I have to say I nearly swooned when I discovered the book was set in the Cotswolds.  There can be no more English village-y type setting, and contemporary writers from Erin Hart to Elizabeth George to G.M. Malliet have taken this classic setting and run with it.  There’s a depth to Deborah Crombie’s writing that sets her apart, and it percolates through every detail of her novels, from setting to plot to whatever she has chosen to examine in a particular book.

In this novel, its food (and to a lesser degree, gardens) but its food that dominates as well as the passion of Chef Viv Holland.  As Gemma and Duncan head out to their coworker Melody’s family mansion in the Cotswolds for a weekend with their children, they take separate cars due to complicated schedules.  Duncan, unfortunately, is involved in a crash on the way there and this also colors the novel’s events.

Duncan’s crash occurs because someone has crashed into him, and the occupants of the other car are dead at the scene.  The story revolves around this occurrence.  Because Duncan is not quite himself thanks to the accident, as well as operating as a guest in someone’s house not to mention as a guest of the local police department, his involvement in the crime is slightly removed, but his perceptions are almost sharper, as he’s observing from the outside.

Because this village – Lower Slaughter, an apt name for a village in a mystery novel, if ever there was one – is small and tightly bound together, everyone knows everyone else.  One of the dead passengers in the crash proves to be a famous chef, well known to Viv personally, and the encounter they had in the pub kitchen where Viv works shortly before his death  is heated and overheard by many.

It takes the rest of the novel to drill down to what it is that bound Viv and the famous chef to one another, why Viv’s eleven year old daughter is furious with her, and the relationships that exist between the various coworkers at the pub.

Melody’s lovely house and parents form the other arm of the book. Melody’s mother is involved as she is giving a charity luncheon where Viv is the chef.  Her father is a well-known newspaper publisher and she’s been shy about sharing the fact of who she is with her co-workers, though she’s brought three of them home with her for the weekend.

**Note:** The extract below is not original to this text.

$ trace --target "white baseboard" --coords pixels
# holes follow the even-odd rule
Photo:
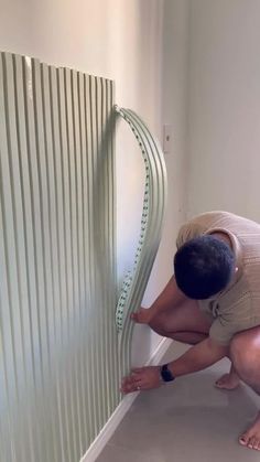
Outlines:
[[[164,354],[166,353],[169,346],[171,345],[172,340],[171,339],[163,339],[159,345],[156,346],[155,351],[153,352],[153,355],[145,364],[149,365],[156,365],[160,363]],[[113,434],[115,430],[121,422],[122,418],[133,404],[134,399],[138,397],[139,393],[134,393],[131,395],[124,396],[124,398],[121,400],[117,409],[113,411],[100,433],[97,436],[97,438],[94,440],[91,445],[88,448],[86,454],[82,458],[80,462],[95,462],[95,460],[98,458],[107,442],[110,440],[111,436]]]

I wouldn’t call this a police procedural, though it is one. I’d call it more of a character procedural.  The characters, personalities, strengths and weaknesses of every person in the novel all play into the eventual outcome of the story.  Each reveal is an organic one, coming naturally from the one before.  This is a seamless, beautiful read, one of the best of the year.

 

And for the curious, you might look up the gardens of Gertrude Jekyll as well as The Slaughters Manor House.  Deborah Crombie’s research must be a real delight.